La Société d’histoire des Ardennes publie le travail de recherche d’Antony Dussart consacré à un ardennais méconnu, lancé dans le combat politique dans les années 30, résistant durant l’Occupation, revenu à ses premières amours après la Libération dans les rangs du poujadisme et de l’extrême-droite la plus nauséabonde.

Antony Dussart dresse un portrait fascinant de ce personnage haut en couleur.

Né en 1897 à Rethel, dans une famille aisée d’agriculteurs et de commerçants, Léon Dupont avait été prisonnier des Allemands durant la Première Guerre, comme tous les hommes qui n’étaient pas mobilisés et qui n’avaient pas fuis à temps lors de l’invasion allemande.
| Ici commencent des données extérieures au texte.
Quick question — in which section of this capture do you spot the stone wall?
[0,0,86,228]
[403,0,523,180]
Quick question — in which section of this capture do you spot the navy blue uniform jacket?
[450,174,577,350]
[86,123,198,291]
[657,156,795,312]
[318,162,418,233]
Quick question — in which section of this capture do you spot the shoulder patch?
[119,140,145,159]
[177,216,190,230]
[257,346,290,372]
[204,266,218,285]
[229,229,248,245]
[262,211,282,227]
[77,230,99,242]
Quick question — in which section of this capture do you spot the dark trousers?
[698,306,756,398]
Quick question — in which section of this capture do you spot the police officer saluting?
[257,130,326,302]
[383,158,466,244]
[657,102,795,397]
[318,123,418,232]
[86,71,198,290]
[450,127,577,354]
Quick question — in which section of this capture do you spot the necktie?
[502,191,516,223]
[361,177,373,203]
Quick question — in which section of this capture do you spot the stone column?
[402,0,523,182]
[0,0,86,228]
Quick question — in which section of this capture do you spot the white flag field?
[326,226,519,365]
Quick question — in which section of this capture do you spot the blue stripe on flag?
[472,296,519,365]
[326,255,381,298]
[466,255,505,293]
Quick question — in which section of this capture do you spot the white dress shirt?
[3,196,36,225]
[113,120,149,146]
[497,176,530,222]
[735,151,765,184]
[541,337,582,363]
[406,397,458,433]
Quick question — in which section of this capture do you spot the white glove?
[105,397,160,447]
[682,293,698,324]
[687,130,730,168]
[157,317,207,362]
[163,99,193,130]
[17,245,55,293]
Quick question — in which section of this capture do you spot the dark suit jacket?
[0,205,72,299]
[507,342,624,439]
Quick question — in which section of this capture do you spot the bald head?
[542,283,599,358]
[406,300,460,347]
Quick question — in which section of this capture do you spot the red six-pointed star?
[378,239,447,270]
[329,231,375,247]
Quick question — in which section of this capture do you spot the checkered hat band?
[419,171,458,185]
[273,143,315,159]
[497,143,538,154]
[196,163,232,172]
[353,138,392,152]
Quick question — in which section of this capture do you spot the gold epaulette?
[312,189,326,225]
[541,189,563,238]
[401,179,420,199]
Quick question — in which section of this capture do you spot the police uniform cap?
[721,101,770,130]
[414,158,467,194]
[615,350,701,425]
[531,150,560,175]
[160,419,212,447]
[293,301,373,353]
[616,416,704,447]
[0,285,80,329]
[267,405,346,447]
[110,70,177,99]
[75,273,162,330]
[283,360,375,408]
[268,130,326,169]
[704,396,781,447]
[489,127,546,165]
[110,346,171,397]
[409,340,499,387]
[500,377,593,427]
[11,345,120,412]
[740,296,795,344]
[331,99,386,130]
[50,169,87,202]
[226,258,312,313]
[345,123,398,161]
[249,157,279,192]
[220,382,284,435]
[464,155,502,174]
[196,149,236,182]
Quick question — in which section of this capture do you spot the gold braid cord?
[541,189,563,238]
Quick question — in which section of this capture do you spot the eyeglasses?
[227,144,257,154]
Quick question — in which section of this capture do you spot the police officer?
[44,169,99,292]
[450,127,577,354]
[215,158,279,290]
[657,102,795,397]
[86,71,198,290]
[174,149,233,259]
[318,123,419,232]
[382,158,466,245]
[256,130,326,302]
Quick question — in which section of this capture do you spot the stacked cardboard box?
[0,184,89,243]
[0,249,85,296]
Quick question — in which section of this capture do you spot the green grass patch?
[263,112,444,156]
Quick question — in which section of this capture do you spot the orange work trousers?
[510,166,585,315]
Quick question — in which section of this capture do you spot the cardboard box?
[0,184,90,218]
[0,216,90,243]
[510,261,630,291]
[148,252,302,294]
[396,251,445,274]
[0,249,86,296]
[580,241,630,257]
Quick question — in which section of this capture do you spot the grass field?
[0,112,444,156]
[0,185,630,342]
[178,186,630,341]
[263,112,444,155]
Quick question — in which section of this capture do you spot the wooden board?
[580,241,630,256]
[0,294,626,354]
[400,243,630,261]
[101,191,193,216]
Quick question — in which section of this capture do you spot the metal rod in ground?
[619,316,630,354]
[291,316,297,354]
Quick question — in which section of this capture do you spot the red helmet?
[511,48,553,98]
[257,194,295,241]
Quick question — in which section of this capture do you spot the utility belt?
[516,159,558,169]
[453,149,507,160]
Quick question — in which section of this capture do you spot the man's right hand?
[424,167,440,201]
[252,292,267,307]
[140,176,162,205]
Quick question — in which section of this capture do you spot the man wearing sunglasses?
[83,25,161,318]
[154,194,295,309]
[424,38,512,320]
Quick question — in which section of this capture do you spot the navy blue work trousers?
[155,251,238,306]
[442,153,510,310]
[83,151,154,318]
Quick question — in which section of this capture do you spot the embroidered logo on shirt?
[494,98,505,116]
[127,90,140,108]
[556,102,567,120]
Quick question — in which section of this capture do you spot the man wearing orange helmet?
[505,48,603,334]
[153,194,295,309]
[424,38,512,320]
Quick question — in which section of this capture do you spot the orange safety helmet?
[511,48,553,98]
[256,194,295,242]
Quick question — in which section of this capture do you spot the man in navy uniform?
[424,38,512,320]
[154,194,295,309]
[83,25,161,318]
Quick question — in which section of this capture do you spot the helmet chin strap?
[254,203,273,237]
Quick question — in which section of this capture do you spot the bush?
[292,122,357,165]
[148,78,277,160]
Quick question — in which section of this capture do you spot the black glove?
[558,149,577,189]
Il s’était évadé en passant par la Hollande en mai 1918 et s’était engagé au 91e RI de Mézières.

Au cours des années 1920, il se construisit un patrimoine en s’installant d’abord à Biermes, fonda foyer, et, riche propriétaire terrien, affirma sa position de notable dans le Rethélois.  Les années 30 furent marquées par son engagement dans la politique et la lutte syndicale. Désireux de défendre les intérêts professionnels des agriculteurs, mais aussi (et surtout) d’assoir son prestige,  il fonda un parti populiste paysan de droite, « la Fédération agraire ardennaise », dans lequel il se distingua par ses outrances verbales, sa diatribe grossière, ses propos vindicatifs et sa violence. Il s’aliéna rapidement l’antipathie des élus et des notables.  Fort en gueule, il haranguait les foules paysannes, cristallisait les mécontentements au cours de réunions épiques, mais ses candidatures répétées aux élections locales et à la chambre professionnelle des Ardennes ne furent jamais que des échecs cuisants.

Passons provisoirement sur les années d’Occupation. À la Libération, il rejoint le RPF mais s’en détourne rapidement pour rallier Pierre Poujade au sein de l’UDAF (« Union de défense des agriculteurs de France »). Il  trouva dans le poujadisme un exutoire à ses vieilles lubies : lutte contre l’Etat et l’omniprésence de l’administration qui portait préjudice selon lui aux affaires économiques du monde agricole, renouveau de la France contre la trahison des élites et du pouvoir. Sa personnalité se radicalisa, devint plus dure et plus violente, se teintant de xénophobie, de racisme et d’antisémitisme. À tel point qu’il fut exclu du mouvement Poujade eu début de 1956. Il n’abandonna pas le combat politique en fondant l’éphémère journal « Chevrotine » avec pour compagnon d’anciens collabos et d’ex-miliciens. Il est décédé en 1960 et est enterré à Rethel.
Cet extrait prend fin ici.